Mucopolysaccharidosis type II or Hunter syndrome is an X-linked lysosomal storage disease caused by a mutation in the gene encoding the lysosomal enzyme iduronate-2-sulfatase. The consequent enzyme deficiency causes a progressive, multisystem accumulation of glycosaminoglycans, which is the cause of the clinical manifestations involving also Central Nervous System for patients with the severe form of disease. The limits of the currently available therapies for Hunter syndrome, hematopoietic stem cell transplantation and recombinant enzyme replacement therapy, mainly regarding brain achievement, have encouraged several studies which recognized gene therapy as a potential therapeutic option for this condition.
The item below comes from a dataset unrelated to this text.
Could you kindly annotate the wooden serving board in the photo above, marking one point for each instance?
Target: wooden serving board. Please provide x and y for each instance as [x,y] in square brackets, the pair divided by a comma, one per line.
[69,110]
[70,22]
In vitro studies firstly aimed at the demonstration that viral vector- mediated IDS gene expression could lead to high levels of enzyme activity in transduced cells. The encouraging results obtained allowed the realization of many preclinical studies investigating the utilization of gene therapy vectors in animal models of Mucopolysaccharidosis II, together with a phase I clinical trial approved for Hunter patients affected by the mild form of the disease. Together to in vivo studies in which recombinant vectors are directly administered, systematically or by direct injection into Central Nervous System, also ex vivo gene therapy, consisting in transplantation of autologous hematopoietic stem cells, modified in vitro, into the animal or patient, has been tested. A wider clinical application of the results obtained so far is essential to ensure that gene therapy can be definitively validated as a therapeutic option available and usable for this rare but life-threatening disorder.

摘要

黏多糖贮积症 II 型(Hunter 综合征)是一种 X 连锁溶酶体贮积病,由编码溶酶体酶艾杜糖-2-硫酸酯酶的基因突变引起。由此导致的酶缺乏导致糖胺聚糖在体内进行性、多系统积累,这也是导致包括中枢神经系统在内的临床表现的原因,对于疾病的严重形式的患者而言。目前 Hunter 综合征的治疗方法(造血干细胞移植和重组酶替代疗法)存在局限性,主要是针对大脑方面的疗效,这促使了多项研究将基因治疗视为这种疾病的潜在治疗选择。体外研究首先旨在证明病毒载体介导的 IDS 基因表达可以导致转导细胞中酶活性的高水平。令人鼓舞的研究结果使得可以进行许多临床前研究,调查基因治疗载体在黏多糖贮积症 II 型动物模型中的利用,以及一项针对受疾病轻度影响的 Hunter 患者的 I 期临床试验。除了体内研究(其中重组载体被直接给予,系统地或通过直接注射到中枢神经系统)之外,还测试了离体基因治疗,即通过体外修饰的自体造血干细胞移植到动物或患者中。为了确保基因治疗可以被明确验证为一种可用的治疗选择,并可用于这种罕见但危及生命的疾病,扩大迄今获得的研究结果的临床应用至关重要。